浜出産業社長の濵出さん(右)と宮下政司さん。年初来の水道工事は寒さで手が凍りそうになるほど大変だった

 下水道の復旧も重大な課題である。水道が復旧しても下水道が機能しなければトイレを使用できないからだ。

 国土交通省の旗振りの下、1月中旬から4月下旬まで、石川県の下水道の調査や応急復旧工事のために全国から支援班が現地入りした。金沢市内に置かれた前線基地で責任者を務めた管清工業(東京都世田谷区)東北営業所長の大向寿史さんは「能登半島の下水道管は小口径で応急復旧工事が容易ではありませんでした。本格的な修復工事には相当の時間と人が必要になると思います」と話す。

漁師が建設会社でアルバイト
復興に向け〝総動員〟

 「ごみ集積所に汚物や生ごみが山積みになっていました。放っておいたら衛生面で問題があると思いましたね」

 輪島市立門前西小学校の避難所で責任者を務める中口喜久男さんは震災直後の避難所の様子をそう振り返る。

「被災者が自宅に戻ってからが本当のスタート。気力を持てるように応援します」(門前西小避難所の中口さん)

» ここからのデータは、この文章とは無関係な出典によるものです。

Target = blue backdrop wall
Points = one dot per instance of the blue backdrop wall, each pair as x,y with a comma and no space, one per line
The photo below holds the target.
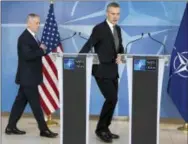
161,19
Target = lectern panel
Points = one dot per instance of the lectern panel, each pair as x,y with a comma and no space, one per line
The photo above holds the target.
144,100
74,100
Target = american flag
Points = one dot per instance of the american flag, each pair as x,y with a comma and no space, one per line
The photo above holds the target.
48,90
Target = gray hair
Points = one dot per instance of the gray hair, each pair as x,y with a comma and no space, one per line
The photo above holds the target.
113,4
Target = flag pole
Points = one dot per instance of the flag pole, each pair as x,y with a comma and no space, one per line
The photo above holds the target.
50,121
184,128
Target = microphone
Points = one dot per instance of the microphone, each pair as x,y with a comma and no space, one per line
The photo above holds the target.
164,51
142,34
68,37
92,50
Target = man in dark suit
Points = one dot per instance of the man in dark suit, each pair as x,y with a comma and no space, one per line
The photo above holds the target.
29,76
107,41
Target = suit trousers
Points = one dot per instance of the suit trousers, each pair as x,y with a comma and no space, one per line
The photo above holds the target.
27,94
109,89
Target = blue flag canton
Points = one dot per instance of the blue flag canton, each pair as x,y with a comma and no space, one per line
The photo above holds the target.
69,63
180,64
50,36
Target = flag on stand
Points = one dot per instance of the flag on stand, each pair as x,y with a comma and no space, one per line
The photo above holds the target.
178,81
48,90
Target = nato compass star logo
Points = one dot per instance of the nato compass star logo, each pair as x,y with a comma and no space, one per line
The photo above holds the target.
181,64
139,64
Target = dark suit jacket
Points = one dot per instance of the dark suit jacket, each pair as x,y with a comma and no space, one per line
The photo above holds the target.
29,71
103,42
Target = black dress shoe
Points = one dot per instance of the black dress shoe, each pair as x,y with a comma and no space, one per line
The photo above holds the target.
14,131
104,136
48,133
113,136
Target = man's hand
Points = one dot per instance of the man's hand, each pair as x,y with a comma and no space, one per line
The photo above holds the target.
118,59
43,47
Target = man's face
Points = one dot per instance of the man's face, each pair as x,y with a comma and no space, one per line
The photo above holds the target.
34,24
113,14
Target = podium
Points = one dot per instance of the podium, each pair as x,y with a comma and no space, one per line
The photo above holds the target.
74,73
145,76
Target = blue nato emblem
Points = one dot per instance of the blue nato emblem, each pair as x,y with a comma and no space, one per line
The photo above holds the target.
69,63
140,64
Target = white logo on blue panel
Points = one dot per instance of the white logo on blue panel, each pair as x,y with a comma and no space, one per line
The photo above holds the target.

 同市内で家庭ごみなど一般廃棄物の収集を請け負う門前生活環境(石川県輪島市)が収集を再開できたのは1月6日。出勤した収集員4人が、各避難所に積み重なった大量のごみを丸一日かけて回収した。社長の定見充雄さんは「満足に水も電気も使えない中、収集員は手をかじかませながら職務を全うしてくれました」と振り返る。

 小誌取材班は、同社に許可を取り、松井直志さんが運転するごみ収集車の後を車で追いかけ、避難所の可燃ごみ収集に同行した。集積所に到着すると、ひと際、異臭を放つ黒い袋が山積みになっていた。避難所で暮らす被災者の簡易トイレ後の汚物(し尿)だという。